Author(s): 
L Burfield, AD Burden
Journal Issue: 
Volume 43: Issue 4: 2013

Format

Abstract

Psoriasis is a chronic, immune-mediated inflammatory skin disease
affecting 1.3–2.2% of the UK population.1 Most commonly, psoriasis is
characterised by well-demarcated, red plaques with adherent scale with a
predilection for the scalp and extensor surfaces of the limbs. However, the
effects of psoriasis go far beyond a patient’s skin and may result in a degree of
disability and impaired quality of life similar to that of other major medical
conditions, such as cancer and heart disease. First-line therapies for most
patients are topical treatments such as topical corticosteroids and vitamin D
analogues.

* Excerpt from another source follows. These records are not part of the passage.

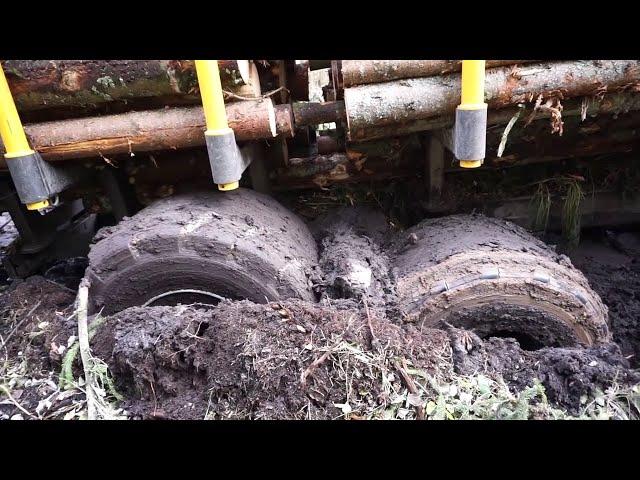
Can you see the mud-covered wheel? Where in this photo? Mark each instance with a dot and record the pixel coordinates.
(493, 277)
(200, 247)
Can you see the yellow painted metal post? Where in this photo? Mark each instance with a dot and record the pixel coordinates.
(212, 99)
(12, 133)
(471, 116)
(13, 136)
(215, 114)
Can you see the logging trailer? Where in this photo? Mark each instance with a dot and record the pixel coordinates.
(175, 165)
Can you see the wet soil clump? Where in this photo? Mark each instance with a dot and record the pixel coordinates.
(299, 360)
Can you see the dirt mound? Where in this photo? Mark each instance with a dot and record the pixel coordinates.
(278, 361)
(615, 275)
(34, 331)
(296, 360)
(34, 320)
(569, 375)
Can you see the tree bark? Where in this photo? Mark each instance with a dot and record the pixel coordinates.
(249, 89)
(364, 162)
(405, 101)
(361, 72)
(607, 105)
(315, 113)
(43, 84)
(166, 129)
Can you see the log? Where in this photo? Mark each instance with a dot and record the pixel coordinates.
(609, 104)
(44, 84)
(284, 120)
(166, 129)
(249, 89)
(408, 100)
(366, 162)
(360, 72)
(338, 168)
(316, 113)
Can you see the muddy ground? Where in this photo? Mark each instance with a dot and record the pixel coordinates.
(341, 358)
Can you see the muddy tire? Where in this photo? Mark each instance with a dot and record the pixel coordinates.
(238, 245)
(493, 277)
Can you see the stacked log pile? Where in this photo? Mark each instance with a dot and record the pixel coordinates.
(390, 103)
(385, 102)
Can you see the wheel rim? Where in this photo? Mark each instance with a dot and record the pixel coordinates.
(171, 297)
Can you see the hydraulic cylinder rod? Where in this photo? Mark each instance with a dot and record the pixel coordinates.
(14, 139)
(224, 155)
(470, 131)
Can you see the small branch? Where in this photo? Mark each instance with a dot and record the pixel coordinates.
(15, 329)
(85, 351)
(319, 361)
(411, 386)
(15, 402)
(505, 134)
(374, 340)
(266, 95)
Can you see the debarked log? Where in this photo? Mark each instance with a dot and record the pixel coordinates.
(45, 84)
(362, 72)
(153, 130)
(425, 99)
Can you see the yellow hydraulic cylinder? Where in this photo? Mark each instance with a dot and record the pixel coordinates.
(223, 151)
(212, 99)
(472, 84)
(13, 136)
(471, 116)
(12, 133)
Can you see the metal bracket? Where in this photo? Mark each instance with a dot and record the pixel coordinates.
(36, 180)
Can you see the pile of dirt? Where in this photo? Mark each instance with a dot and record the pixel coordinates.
(34, 320)
(291, 360)
(612, 264)
(35, 327)
(295, 360)
(570, 375)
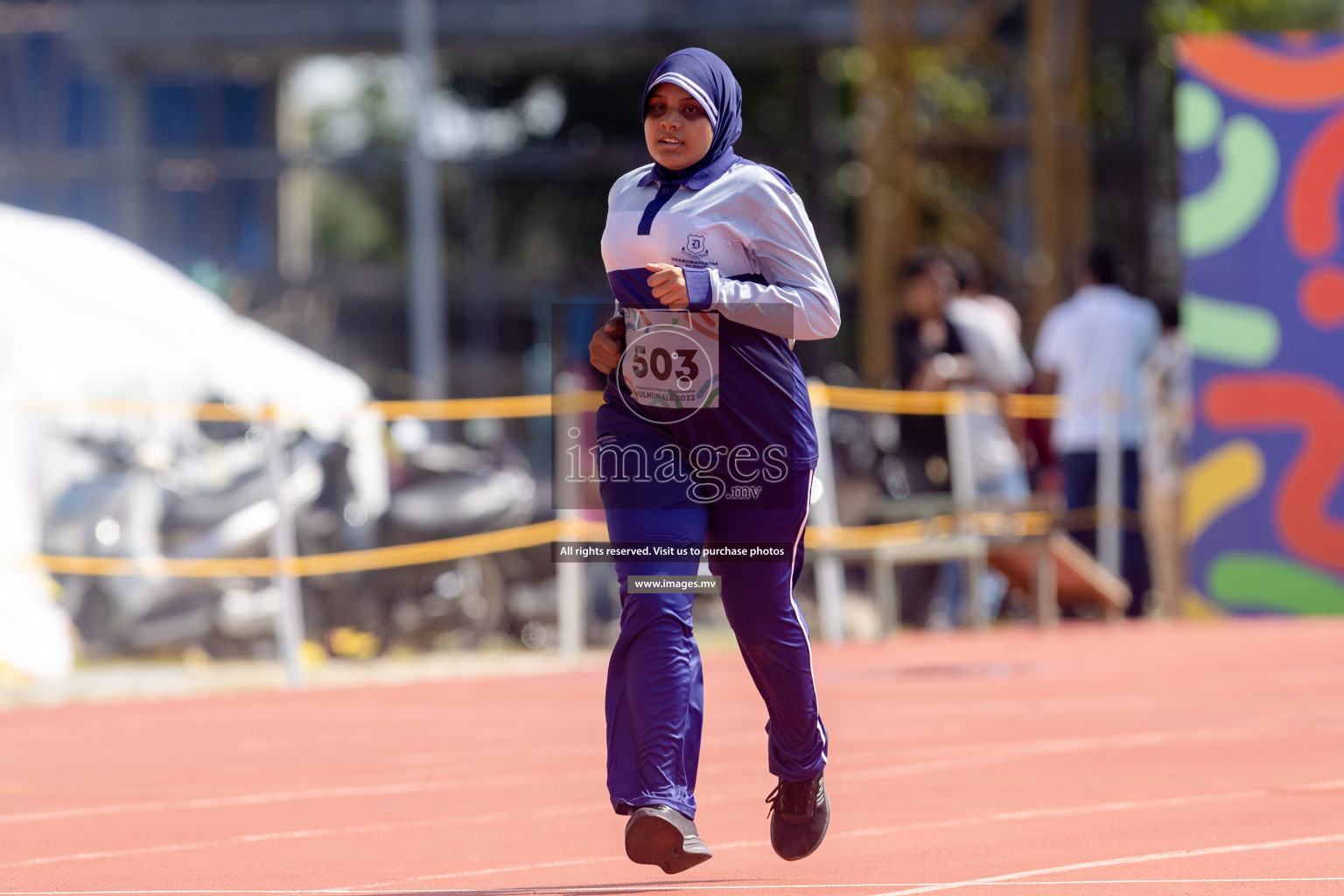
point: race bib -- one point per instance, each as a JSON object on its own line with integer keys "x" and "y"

For those with more severe or treatment-resistant disease, secondor
third-line therapies include phototherapy, systemic therapies such as
methotrexate and more recently biologic therapies such as tumour necrosis
factor (TNF) inhibitors. These therapeutic modalities are proven to be highly
effective; however, the potential for long-term toxicity needs to be considered.
Aside from the visible skin disease, psoriasis is also increasingly recognised to
have important systemic manifestations. Psoriatic arthritis has long been
established as an associated condition and, more recently, it has emerged that
psoriasis is also associated with an increased risk of inflammatory bowel disease,
cardiovascular disease and the metabolic syndrome. Both National Institute for
Health and Care Excellence (NICE)2 and Scottish Intercollegiate Guidelines
Network (SIGN)3 have recently published guidelines for the assessment and
management of psoriasis which highlight the need for regular assessment in order
to detect the development of arthritis and the presence of other co-morbidities
such as obesity, diabetes, dyslipidaemia and hypertension.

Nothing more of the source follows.